The manufacturing purchasing managers’ index (PMI) slowed to 53.9 last month from a month earlier, as operating conditions remained fair, but momentum subsided amid US-China trade tensions, the Chung-Hua Institution for Economic Research (CIER, 中華經濟研究院) said yesterday.
The sub-index for export orders showed a bleak outlook for the next six month, as it dropped below the neutral threshold for the first time in more than two years, with manufacturers expressing concern that the tariff row between the US and China was dampening demand for technology products, as shown by lackluster smartphone sales, the Taipei-based think tank said.
“The slowdown in the latest PMI data showed that Taiwan is taking a hit from the trade conflicts,” CIER acting president Wang Jiann-chyuan (王健全) told a media briefing.
The US seems to consider China its biggest economic competitor, and seeks to persuade companies to shift manufacturing bases from China to other countries, Wang said.
The development is unfavorable to China, which is Taiwan’s largest trading partner and accounts for more than 40 percent of outbound shipments.
PMI and non-manufacturing index (NMI) readings seek to gauge the health of the nation’s manufacturing and non-manufacturing sectors, with scores above 50 indicating business expansion, while values below the benchmark suggest contraction.
Almost all sub-indices shed points with the reading on new export orders shrinking from 52.9 points to 48.7 points, while business prospects over the next six months slipped from 54.1 points to 47.6 points, the CIER survey found.
“There is no denying that major economic data at home and abroad are losing steam, although the pace is benign thus far,” Academia Sinica’s Institute of Economics director Kamhon Kan (簡錦漢) said.
Tensions might continue for a while, as there are no concrete signs of rapprochement on the horizon, Kan added.
The Nikkei PMI survey showed similar results with a score of 50.8 points, marginally above the expansion mark.
Annabel Fiddes, principle economist at IHS Markit, which compiles the Nikkei survey, said that last month’s PMI data were disappointing, as readings for production and new orders declined for the first time in more than two years.
“Companies linked the fall in new business to softer demand at home and overseas,” Fiddes said in a statement.

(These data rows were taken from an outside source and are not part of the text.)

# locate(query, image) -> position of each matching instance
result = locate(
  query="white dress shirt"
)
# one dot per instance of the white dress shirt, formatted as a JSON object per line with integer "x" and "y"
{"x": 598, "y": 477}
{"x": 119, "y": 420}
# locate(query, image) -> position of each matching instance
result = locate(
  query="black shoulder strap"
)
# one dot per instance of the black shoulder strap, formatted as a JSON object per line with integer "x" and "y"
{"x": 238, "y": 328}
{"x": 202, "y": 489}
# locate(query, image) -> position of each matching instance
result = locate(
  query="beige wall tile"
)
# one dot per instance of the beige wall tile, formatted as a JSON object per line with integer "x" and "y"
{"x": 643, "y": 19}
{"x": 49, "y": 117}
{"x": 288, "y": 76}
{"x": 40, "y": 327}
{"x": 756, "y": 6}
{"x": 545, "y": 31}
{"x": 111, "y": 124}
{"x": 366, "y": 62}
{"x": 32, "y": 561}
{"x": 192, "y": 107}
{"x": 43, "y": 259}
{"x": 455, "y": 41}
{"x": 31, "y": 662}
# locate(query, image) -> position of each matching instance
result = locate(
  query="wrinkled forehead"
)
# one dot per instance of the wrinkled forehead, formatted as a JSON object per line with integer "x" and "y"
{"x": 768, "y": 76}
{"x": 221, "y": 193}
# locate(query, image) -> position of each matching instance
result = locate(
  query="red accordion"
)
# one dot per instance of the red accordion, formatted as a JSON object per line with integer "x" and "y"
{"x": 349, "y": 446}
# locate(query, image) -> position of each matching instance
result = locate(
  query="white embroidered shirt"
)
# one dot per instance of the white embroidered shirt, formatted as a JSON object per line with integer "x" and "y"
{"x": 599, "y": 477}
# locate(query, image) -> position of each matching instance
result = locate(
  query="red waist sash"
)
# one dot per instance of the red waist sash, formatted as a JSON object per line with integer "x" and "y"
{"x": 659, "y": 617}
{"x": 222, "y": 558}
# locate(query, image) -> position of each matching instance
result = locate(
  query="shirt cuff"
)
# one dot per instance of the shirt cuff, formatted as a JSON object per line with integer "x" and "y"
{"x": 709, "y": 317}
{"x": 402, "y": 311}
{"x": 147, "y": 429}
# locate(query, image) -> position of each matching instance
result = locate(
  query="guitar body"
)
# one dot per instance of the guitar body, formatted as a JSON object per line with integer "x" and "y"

Export sales declined at the quickest pace since early 2016 and firms cited weaker demand across key markets such as China, Europe and the US, the Nikkei survey showed.
Input prices and inventories rose only modestly, while employment expanded at a fractional pace, suggesting that conditions might remain muted for months, Fiddes added.
The slowdown extended to non-manufacturing sectors in Taiwan with the NMI falling from 52.6 points in August to 50.8 points last month, a separate CIER report showed.
At 44.8 points, the sub-index for service-oriented sectors indicated a bleaker outlook for the next six months, the report said, while sub-indices for restaurant operators and financial firms indicated the bleakest outlook with 30 points and 37 points respectively.